Here’s what we know about them:

Six members of the Dixit-Vaidya family

Brampton family killed in Ethiopia plane crash

Kosha Vaidya, 37, and her husband Prerit Dixit, 45 were taking their 14-year-old daughter Ashka and 13-year-old daughter Anushka, to Nairobi, along with their parents, Pannagesh Vaidya, 73, and Hansini Vaidya, 67.

Manant Vaidya said that his sister Kosha was born in Kenya and she wanted to show her daughters where she had come from. The family also planned to go on safari, he said.

“They wanted to go and enjoy the animals and so forth, so with the March break this was a perfect opportunity to show them,” he told CTV Toronto.

Vaidya said that his sister had worked in human resources for the Canadian Hearing Society and his brother-in-law was working for LifeLabs and the Ontario government.

Ashka and Anushka were both students in the Peel District School Board.

Manant said the girls were “brilliant in academics.” He said that Ashka was a talented singer while Anushka excelled at traditional Indian dance and computers.

He said that his parents were very healthy and always “taking care of me and the kids.”

Special education teacher Dawn Tanner

A photo of Dawn Tanner

Dawn Tanner was the head of the special education department at Hagersville Secondary School in Hagersville, Ont., according to a statement from the Grand Erie District School Board.

The school board says Tanner joined the school in 2005 as a learning resource teacher and had aspirations of one day becoming a principal.

 “We would like to express our deepest sympathies to Dawn’s family, her friends and everyone connected to this tragic loss,” the school board wrote in the statement.

Flags at the school were flown at half-mast on Tuesday in Tanner’s honour.

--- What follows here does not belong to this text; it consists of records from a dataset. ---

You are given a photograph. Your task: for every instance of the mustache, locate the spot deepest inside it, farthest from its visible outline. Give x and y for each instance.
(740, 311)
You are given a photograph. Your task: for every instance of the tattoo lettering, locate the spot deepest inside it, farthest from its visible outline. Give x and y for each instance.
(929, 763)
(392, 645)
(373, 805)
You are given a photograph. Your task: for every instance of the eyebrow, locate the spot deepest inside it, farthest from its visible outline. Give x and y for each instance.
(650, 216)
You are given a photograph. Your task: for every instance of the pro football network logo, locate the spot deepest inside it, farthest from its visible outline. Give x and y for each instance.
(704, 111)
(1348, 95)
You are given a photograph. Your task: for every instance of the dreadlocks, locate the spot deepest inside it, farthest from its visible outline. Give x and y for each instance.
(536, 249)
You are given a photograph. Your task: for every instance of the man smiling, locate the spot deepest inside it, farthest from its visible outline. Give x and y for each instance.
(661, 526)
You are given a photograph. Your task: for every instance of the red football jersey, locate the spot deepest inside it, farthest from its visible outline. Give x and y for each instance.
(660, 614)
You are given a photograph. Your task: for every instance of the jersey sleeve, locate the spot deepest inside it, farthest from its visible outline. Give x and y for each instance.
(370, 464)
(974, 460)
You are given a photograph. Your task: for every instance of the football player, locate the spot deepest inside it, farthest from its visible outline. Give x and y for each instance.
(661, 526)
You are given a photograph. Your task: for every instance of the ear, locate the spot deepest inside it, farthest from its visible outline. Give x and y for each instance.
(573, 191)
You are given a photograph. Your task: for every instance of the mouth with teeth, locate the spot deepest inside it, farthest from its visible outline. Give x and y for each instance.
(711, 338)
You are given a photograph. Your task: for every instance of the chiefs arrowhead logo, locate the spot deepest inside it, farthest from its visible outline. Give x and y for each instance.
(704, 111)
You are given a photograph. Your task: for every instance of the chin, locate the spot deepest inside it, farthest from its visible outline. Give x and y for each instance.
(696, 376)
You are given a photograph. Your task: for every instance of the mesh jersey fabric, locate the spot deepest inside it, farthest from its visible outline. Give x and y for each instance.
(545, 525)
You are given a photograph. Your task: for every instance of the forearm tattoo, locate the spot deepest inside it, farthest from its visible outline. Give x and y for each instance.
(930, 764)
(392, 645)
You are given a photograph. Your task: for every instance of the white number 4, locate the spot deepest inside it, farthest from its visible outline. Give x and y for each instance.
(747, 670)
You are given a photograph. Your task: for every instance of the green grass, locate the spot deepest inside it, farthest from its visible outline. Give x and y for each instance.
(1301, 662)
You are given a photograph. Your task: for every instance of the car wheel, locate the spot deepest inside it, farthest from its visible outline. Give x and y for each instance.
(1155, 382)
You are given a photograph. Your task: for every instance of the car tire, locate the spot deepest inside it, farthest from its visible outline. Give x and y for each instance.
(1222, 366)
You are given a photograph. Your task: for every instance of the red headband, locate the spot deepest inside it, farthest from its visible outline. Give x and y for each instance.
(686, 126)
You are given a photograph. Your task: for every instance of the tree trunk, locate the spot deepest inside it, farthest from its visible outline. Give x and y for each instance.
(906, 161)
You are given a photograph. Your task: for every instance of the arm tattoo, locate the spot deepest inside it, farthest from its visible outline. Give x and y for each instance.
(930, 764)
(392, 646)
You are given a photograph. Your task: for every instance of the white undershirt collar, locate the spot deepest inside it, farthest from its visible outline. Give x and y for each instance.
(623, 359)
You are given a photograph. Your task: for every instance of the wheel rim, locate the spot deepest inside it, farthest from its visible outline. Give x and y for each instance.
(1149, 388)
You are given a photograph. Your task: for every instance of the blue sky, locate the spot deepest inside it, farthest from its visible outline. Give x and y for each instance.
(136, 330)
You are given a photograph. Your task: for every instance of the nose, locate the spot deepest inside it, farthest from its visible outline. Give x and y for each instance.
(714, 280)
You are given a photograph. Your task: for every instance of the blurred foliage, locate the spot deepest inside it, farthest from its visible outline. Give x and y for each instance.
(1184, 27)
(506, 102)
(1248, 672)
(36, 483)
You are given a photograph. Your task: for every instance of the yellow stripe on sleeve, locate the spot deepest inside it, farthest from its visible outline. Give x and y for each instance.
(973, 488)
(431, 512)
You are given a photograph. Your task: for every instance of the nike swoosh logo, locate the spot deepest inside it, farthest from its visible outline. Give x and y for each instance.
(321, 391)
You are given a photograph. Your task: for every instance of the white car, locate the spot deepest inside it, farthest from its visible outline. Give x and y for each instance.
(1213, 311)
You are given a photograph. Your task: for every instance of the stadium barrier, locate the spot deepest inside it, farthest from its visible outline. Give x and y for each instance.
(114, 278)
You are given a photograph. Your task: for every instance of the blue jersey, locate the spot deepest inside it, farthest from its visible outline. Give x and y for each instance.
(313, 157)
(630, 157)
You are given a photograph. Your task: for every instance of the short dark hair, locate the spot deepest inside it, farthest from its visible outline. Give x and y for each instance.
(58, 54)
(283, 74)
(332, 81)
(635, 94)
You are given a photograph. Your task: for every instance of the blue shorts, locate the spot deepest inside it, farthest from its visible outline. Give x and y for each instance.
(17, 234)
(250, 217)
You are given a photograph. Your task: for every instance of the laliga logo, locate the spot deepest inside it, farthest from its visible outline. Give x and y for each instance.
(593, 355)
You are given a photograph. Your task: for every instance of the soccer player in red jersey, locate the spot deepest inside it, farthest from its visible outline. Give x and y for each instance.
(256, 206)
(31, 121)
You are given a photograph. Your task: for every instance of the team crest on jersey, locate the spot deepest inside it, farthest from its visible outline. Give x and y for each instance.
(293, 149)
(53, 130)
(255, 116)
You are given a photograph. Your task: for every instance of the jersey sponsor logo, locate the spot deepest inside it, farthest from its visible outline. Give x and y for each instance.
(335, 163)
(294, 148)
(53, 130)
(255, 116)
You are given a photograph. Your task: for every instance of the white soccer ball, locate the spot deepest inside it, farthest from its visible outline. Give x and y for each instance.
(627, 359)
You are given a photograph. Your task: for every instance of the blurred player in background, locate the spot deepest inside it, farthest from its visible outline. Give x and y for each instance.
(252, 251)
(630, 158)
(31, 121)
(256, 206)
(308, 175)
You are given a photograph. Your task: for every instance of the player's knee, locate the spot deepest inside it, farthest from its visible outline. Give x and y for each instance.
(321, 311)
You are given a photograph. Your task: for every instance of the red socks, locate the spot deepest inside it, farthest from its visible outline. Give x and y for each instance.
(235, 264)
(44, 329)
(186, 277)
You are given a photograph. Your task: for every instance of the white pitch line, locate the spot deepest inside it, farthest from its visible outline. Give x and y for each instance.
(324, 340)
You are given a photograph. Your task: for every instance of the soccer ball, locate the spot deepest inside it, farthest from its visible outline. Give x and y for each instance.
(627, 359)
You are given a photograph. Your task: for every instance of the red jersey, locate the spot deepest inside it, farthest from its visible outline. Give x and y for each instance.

Cody French, Tanner’s son, wrote on Facebook that his mother was “the strongest woman I have known.” 

“My mother was an extraordinary woman who had a positive impact on numerous individuals but none more than my brother and I,” he wrote in the post.

Jennifer Joseph, whose daughter was one Tanner’s students, told CTV Kitchener that Tanner always went out of her way to help. 

“She had my daughter's interests at heart,” she said. “From what I saw, she was a very good teacher.”

Tanner also worked part-time as a homework helper at the Six Nations Polytechnic Homework Support Centre in Brantford, Ont.

Micah John Messent, B.C. government employee
Micah Messent

Messent was a member of the Red River Metis Nation and the youngest of five siblings in a family from Courtenay, B.C.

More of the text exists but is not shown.